Chailly, Symphony 2, live, Leipzig, on DVD (excerpts): 



Chailly, Symphony 8, live, Leipzig, on DVD (excerpts): 




11. Gunther Herbig is another excellent digital era Mahler conductor, & probably my favorite: Herbig has recorded 5, 6, & 9. (Frustratingly, he's never been given a principal conductorship at a top tier orchestra, which is unfair & plain wrong--however, Herbig is known for building top notch orchestras wherever he goes, as he did in Toronto, Berlin, & Saarbrucken...):

*Herbig, Symphony 6: 



*Herbig, Symphony 5: 



*Herbig, Symphony 9: 








(For future reference, here are some names of other notable Mahler conductors that worked during the digital era: Claudio Abbado, Leif Segerstam, Klaus Tennstedt, Pierre Boulez, Eliahu Inbal, and Bernard Haitink (whose live 1980s Christmas matinee concerts at the Concertgebouw show Haitink's Mahler at its best--they're all on You Tube). While Sir Simon Rattle is good in the 10th and 2nd--with sopranos Dame Janet Baker & Arleen Auger in Birmingham. I've also liked Giuseppe Sinopoli's 2nd and 8th on DG, but not so much the rest of his DG cycle. Let's face it, having excellent digital sound quality in Mahler's music is necessary in order to hear the complete scores--even if the performances aren't always as perceptive and insightful as the oldies.

Otherwise, over time, you may wish to eventually explore the earlier Mahler recordings by conductors Jascha Horenstein, whose 3rd is highly regarded, Hans Rosbaud, Bruno Maderna, and Hermann Scherchen.)

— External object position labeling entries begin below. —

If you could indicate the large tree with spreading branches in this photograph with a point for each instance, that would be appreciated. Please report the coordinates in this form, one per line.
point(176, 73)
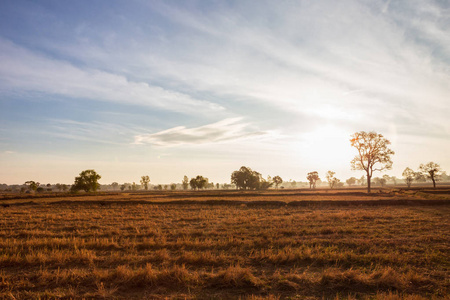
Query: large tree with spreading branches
point(373, 153)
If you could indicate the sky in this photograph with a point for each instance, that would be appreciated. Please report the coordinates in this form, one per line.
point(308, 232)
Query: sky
point(174, 88)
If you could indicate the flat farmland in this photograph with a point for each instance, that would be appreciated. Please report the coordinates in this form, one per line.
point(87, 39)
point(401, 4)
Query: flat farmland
point(293, 244)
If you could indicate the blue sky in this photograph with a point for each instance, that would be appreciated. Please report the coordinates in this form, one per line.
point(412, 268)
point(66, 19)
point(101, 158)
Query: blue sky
point(174, 88)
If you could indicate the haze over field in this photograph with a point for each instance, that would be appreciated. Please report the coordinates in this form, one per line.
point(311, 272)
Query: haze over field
point(174, 88)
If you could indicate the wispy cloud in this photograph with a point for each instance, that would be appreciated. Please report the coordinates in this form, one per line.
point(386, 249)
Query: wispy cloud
point(225, 130)
point(22, 69)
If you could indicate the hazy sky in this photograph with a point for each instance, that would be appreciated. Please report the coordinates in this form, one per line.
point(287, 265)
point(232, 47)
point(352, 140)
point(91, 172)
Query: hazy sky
point(174, 88)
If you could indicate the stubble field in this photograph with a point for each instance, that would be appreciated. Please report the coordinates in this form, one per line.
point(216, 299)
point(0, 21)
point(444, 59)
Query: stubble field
point(275, 245)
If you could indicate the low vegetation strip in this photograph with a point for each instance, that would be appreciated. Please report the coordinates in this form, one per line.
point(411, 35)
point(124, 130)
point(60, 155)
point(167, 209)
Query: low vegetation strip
point(392, 202)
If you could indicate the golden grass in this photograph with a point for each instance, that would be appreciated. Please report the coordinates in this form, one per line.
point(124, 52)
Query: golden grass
point(92, 250)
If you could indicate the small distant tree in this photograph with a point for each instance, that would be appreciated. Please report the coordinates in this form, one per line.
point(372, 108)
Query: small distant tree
point(351, 181)
point(431, 170)
point(409, 176)
point(277, 180)
point(247, 179)
point(373, 153)
point(87, 181)
point(185, 182)
point(144, 181)
point(313, 177)
point(32, 185)
point(332, 181)
point(198, 182)
point(363, 180)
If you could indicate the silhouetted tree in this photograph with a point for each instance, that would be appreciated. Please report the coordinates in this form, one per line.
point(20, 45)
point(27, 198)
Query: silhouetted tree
point(198, 182)
point(431, 170)
point(313, 177)
point(144, 181)
point(114, 185)
point(373, 153)
point(277, 180)
point(245, 178)
point(409, 176)
point(332, 181)
point(87, 181)
point(32, 185)
point(351, 181)
point(185, 182)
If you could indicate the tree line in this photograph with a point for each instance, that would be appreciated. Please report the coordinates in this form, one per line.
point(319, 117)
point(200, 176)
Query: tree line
point(373, 155)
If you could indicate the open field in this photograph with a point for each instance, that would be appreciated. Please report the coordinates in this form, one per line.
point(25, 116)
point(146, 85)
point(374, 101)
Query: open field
point(293, 244)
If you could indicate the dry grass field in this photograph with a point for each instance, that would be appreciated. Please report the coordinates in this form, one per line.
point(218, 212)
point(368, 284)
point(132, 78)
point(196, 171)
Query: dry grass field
point(227, 245)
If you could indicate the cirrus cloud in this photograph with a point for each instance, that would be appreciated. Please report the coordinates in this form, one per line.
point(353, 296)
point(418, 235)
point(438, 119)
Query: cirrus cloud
point(225, 130)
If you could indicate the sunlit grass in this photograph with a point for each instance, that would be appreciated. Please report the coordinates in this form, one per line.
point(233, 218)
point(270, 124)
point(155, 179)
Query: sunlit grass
point(85, 249)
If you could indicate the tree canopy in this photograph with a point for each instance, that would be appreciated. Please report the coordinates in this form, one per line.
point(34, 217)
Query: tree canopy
point(373, 153)
point(87, 181)
point(313, 177)
point(431, 170)
point(145, 181)
point(247, 179)
point(198, 182)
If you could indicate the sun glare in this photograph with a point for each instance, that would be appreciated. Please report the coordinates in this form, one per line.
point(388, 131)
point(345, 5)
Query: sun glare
point(327, 147)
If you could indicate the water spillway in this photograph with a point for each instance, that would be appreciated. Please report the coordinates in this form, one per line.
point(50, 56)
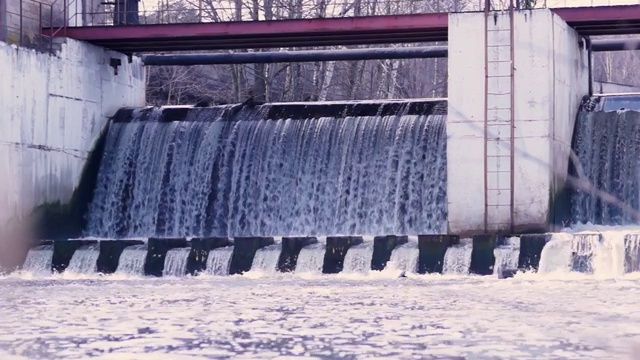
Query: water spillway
point(266, 171)
point(607, 144)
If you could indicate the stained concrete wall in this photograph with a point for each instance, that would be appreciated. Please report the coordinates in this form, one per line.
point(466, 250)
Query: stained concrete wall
point(53, 109)
point(551, 76)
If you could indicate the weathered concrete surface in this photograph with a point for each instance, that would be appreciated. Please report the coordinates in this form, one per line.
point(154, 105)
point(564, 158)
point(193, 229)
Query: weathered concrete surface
point(53, 109)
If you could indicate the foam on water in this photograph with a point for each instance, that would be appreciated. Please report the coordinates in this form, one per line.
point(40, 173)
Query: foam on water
point(266, 259)
point(39, 260)
point(311, 259)
point(132, 260)
point(84, 260)
point(175, 264)
point(457, 259)
point(358, 259)
point(219, 261)
point(405, 257)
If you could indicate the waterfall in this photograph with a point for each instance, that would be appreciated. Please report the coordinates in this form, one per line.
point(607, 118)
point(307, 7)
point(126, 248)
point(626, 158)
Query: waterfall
point(608, 147)
point(405, 257)
point(266, 259)
point(601, 254)
point(358, 259)
point(84, 260)
point(175, 264)
point(507, 256)
point(132, 260)
point(219, 261)
point(39, 260)
point(311, 259)
point(241, 177)
point(457, 259)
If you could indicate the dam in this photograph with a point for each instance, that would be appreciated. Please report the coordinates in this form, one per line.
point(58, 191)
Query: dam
point(493, 217)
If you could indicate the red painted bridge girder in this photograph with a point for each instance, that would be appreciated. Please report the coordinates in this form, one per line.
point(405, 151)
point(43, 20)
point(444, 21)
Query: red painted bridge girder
point(604, 20)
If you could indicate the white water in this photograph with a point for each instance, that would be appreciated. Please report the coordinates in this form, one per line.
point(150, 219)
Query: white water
point(175, 264)
point(266, 259)
point(132, 260)
point(507, 256)
point(586, 252)
point(311, 259)
point(219, 261)
point(358, 259)
point(457, 259)
point(405, 258)
point(39, 260)
point(84, 260)
point(382, 175)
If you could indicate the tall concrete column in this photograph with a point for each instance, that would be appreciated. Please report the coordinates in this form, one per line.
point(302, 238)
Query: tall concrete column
point(550, 78)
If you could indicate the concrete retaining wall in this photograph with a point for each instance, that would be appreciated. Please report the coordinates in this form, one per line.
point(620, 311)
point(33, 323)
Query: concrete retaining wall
point(53, 110)
point(551, 76)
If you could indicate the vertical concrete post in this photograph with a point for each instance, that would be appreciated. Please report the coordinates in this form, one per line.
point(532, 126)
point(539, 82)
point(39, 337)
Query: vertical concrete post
point(551, 76)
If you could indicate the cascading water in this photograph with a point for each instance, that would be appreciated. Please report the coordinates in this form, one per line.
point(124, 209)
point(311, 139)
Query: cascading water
point(219, 261)
point(602, 254)
point(132, 260)
point(84, 260)
point(246, 176)
point(39, 260)
point(358, 259)
point(175, 264)
point(311, 259)
point(405, 257)
point(507, 256)
point(266, 259)
point(607, 145)
point(457, 259)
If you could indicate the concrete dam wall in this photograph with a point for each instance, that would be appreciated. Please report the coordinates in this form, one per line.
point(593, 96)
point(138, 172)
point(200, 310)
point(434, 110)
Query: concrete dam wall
point(54, 108)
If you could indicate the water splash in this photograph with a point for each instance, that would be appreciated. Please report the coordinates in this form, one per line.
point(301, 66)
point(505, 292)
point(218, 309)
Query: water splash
point(405, 258)
point(39, 260)
point(84, 260)
point(358, 259)
point(219, 261)
point(457, 259)
point(507, 256)
point(266, 259)
point(132, 260)
point(311, 259)
point(352, 175)
point(175, 264)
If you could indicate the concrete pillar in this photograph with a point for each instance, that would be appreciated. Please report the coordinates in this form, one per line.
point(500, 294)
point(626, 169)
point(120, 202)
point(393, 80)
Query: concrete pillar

Of course, the above suggestions are not meant to be explored all at once, but over time, as the spirit moves you.

My two cents.

I'll write a second, shorter post for my Bruckner recommendations...


----------



## flamencosketches

Larkenfield said:


> My entrance into Bruckner was Georg Tintner's performance of the Ninth Symphony - and I never turned back on discovering his others symphonies. It starts off like a coiled snake ready to strike with its reserve power... Tintner was a Bruckner specialist who went back to the early editions of these spiritually powerful symphonies. I've never heard Bruckner write an insincere or false note, perhaps because he was so highly spiritually directed that he felt he had to ultimately answer to God.


Damn! I saw this CD in the record store today and passed it up. I will have to try and find it next time I'm there. I was instructed to start with the 4th and 9th as far as Bruckner goes.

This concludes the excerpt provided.